Do You Know Your Place?

Every retailer’s performance is determined by context. The category (market) context. The customer context. The competitor context. The company context.

How long has it been since you’ve thought through the context in which you compete? Have you ever thought it through in detail?

When you don’t know your place you have little visibility of the performance your business can achieve and sustain. Examining your context doesn’t need to be rocket science, just rigorous. Start with the category. How is it performing right now; what is driving it; what formats compete in it and what are the trends affecting it.

The customers – how does the customer base segment, what are their needs and wants and what is their current behaviour. Try developing a simple segmentation by singling out two attributes like price sensitivity and category engagement.

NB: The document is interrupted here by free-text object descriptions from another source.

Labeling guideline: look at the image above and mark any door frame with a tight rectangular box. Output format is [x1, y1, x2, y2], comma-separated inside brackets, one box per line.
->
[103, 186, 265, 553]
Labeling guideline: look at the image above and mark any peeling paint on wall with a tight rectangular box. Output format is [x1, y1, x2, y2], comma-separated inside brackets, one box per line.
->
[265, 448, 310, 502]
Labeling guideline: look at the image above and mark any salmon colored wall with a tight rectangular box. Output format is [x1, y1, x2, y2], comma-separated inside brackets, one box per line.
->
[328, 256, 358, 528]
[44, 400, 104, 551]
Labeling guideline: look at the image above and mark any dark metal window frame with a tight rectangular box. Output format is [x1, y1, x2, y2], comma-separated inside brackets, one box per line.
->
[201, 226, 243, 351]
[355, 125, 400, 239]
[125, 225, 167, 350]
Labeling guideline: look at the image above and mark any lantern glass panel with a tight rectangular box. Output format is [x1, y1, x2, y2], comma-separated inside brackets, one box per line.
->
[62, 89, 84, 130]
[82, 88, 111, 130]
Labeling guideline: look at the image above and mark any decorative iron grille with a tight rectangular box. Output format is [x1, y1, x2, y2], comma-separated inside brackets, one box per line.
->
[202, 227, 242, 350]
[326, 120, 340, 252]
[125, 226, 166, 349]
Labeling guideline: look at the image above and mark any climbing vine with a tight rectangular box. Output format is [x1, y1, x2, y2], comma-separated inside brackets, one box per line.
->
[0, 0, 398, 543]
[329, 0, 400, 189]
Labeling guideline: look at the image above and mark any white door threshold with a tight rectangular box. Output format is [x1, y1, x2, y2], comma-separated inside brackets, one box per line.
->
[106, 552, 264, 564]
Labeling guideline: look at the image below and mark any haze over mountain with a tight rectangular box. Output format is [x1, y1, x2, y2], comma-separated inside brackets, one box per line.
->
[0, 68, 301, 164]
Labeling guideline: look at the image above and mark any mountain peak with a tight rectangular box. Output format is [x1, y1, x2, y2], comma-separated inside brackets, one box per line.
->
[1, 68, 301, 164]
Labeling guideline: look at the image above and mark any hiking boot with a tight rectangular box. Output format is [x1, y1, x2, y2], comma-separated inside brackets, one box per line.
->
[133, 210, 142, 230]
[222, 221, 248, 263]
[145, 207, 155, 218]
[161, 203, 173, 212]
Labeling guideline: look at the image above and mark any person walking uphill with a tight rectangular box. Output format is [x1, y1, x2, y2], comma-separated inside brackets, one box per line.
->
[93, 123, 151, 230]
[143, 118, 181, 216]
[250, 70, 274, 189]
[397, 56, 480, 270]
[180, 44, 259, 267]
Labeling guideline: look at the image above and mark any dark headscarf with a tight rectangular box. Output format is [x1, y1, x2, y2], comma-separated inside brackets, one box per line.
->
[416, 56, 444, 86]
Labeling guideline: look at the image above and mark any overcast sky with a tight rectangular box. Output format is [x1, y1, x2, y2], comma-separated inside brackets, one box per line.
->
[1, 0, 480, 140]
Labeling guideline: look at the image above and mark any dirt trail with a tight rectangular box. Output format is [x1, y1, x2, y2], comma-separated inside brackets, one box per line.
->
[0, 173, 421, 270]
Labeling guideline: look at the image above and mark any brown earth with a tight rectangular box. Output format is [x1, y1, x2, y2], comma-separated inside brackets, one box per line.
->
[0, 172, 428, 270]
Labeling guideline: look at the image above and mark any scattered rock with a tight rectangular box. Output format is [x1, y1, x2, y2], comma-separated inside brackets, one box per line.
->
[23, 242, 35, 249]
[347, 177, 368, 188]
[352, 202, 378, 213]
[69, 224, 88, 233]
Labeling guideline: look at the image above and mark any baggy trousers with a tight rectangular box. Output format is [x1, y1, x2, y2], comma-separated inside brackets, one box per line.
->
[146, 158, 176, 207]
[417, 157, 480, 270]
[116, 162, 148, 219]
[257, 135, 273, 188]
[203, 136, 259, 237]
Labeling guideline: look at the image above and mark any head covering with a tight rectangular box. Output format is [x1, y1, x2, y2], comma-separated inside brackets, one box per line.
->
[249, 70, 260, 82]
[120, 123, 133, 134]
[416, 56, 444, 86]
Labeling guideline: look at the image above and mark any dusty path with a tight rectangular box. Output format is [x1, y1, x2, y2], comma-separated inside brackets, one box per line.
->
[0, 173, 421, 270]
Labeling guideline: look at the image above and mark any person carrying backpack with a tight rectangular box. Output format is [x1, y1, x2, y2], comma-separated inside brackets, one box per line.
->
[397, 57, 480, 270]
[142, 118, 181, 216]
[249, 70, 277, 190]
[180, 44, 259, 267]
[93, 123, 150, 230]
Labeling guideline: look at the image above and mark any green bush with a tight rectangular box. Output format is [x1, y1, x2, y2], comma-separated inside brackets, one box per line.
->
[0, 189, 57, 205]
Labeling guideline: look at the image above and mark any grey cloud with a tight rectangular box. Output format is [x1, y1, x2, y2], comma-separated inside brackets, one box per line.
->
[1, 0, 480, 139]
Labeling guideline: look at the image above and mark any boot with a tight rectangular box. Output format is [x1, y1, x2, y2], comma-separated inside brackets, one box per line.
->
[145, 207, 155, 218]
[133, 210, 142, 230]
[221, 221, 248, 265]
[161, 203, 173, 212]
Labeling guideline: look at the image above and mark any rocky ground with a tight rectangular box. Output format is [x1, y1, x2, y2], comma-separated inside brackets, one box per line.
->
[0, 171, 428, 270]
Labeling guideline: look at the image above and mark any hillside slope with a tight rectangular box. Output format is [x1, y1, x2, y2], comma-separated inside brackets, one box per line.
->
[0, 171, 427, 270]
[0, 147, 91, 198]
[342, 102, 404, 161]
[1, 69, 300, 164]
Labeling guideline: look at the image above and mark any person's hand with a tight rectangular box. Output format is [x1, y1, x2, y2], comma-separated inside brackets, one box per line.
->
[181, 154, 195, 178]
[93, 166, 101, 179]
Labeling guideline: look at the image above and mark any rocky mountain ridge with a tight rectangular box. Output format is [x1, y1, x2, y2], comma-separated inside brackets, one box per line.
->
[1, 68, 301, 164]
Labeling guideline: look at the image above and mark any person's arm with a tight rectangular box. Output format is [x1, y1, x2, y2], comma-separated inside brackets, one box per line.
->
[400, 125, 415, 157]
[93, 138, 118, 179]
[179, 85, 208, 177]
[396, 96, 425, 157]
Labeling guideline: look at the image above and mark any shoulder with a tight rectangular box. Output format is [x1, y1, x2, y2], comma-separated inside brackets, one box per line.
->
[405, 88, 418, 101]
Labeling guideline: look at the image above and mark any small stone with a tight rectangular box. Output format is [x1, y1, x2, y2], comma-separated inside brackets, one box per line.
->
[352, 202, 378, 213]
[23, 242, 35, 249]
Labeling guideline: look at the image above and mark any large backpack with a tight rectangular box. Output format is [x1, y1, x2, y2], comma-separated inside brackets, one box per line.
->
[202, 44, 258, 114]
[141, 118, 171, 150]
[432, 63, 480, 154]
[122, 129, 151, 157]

Make these two attributes the axis’ of a four quadrant chart onto which you place some simple segments and flesh out how they are shopping; who they are shopping; what they are shopping; and what is driving them.

The competitors – who are they; what business model are they running; what are their strengths and weaknesses; how are they performing; who shops them; and why do they shop them.

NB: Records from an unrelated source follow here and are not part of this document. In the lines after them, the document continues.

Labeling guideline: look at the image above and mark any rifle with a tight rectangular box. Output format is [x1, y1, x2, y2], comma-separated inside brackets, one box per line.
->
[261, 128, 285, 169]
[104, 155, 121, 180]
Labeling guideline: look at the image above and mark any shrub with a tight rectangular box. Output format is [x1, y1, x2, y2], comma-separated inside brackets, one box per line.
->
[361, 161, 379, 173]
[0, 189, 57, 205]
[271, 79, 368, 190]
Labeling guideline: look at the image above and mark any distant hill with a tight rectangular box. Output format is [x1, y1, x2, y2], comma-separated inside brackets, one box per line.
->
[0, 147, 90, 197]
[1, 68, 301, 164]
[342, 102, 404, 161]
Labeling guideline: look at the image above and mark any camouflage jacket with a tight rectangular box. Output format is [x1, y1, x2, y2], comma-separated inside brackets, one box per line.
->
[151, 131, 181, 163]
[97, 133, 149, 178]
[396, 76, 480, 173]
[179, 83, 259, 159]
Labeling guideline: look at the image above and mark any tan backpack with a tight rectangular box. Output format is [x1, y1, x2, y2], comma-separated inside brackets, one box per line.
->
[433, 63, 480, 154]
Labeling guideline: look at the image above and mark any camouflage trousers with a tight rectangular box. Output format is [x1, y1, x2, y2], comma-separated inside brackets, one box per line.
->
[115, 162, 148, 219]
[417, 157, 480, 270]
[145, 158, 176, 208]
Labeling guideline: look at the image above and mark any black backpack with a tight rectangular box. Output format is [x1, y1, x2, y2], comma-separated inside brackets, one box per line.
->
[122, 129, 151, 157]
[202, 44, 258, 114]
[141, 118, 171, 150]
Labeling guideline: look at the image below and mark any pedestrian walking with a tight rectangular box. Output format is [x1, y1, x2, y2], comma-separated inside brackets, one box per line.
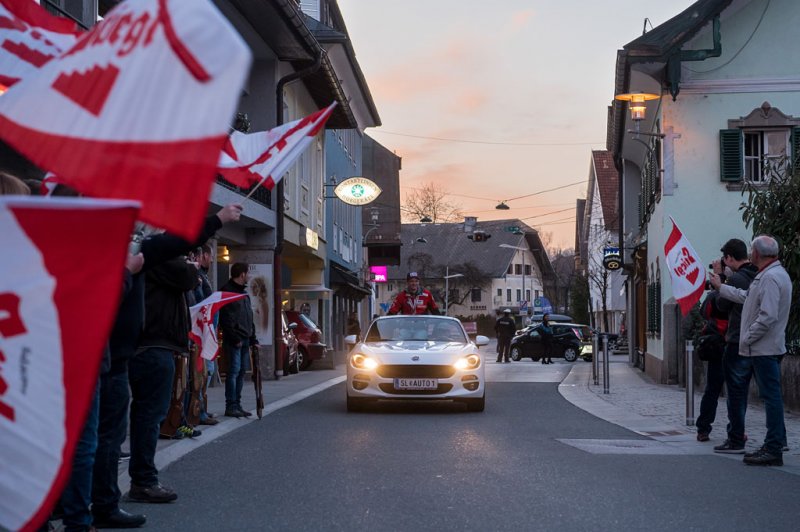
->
[710, 235, 792, 466]
[494, 309, 516, 363]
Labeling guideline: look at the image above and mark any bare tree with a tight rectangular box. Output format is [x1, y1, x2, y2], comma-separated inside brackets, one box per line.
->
[430, 261, 489, 308]
[549, 248, 577, 314]
[403, 182, 463, 223]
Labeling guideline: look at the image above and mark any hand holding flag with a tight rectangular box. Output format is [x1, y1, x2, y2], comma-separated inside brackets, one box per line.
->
[664, 216, 706, 315]
[188, 291, 247, 362]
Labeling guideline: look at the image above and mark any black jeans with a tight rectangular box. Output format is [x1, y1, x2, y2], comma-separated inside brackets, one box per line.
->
[696, 355, 724, 435]
[497, 337, 511, 361]
[128, 348, 175, 487]
[92, 369, 130, 516]
[61, 382, 99, 531]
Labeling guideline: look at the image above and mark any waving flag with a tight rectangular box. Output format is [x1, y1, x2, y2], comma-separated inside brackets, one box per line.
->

The company (your business) – what is your model; how does your business flow (end to end); what are your strengths and weaknesses; who shops you and why; what are your resources; how are you performing; where might your biggest challenges and threats come from; and where are your greatest opportunities.

Now you have a context to think through your plans.

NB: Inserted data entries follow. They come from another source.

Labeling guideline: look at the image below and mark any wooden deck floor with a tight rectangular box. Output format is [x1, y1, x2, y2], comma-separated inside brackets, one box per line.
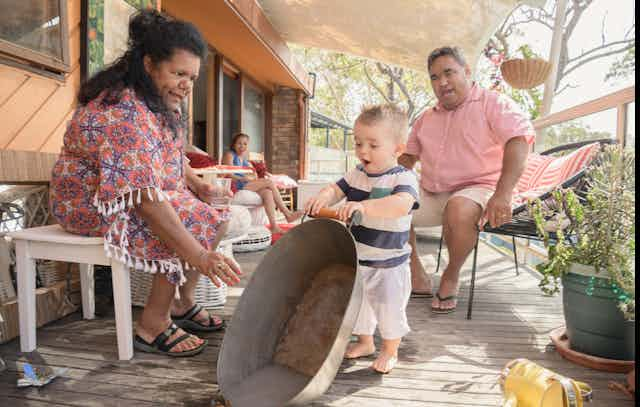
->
[0, 234, 633, 406]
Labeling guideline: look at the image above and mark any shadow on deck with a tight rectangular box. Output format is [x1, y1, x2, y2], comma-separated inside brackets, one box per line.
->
[0, 233, 633, 406]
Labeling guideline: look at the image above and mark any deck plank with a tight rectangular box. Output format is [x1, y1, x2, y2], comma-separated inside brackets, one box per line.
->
[0, 237, 633, 406]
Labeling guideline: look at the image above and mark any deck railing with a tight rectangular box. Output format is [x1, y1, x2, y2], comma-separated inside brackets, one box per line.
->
[485, 85, 635, 268]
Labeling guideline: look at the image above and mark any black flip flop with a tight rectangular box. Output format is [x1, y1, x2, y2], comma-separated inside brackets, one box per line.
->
[411, 290, 434, 298]
[431, 292, 457, 314]
[172, 303, 226, 333]
[133, 323, 208, 357]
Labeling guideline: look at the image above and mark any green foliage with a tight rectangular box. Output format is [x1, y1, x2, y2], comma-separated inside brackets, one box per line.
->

One of the most important elements to this is to really understand your strengths within this context. As any great coach will tell you, always play to your strengths. Think through – in terms of the context you’ve established – how you might exploit your business strengths for commercial gain.

This will be the key to your success. Finding the thing that makes you better and different to your competitors within the context that you compete.

I call it knowing your place. And when you unlock it and exploit it there is a big, bountiful world of opportunity out there for you.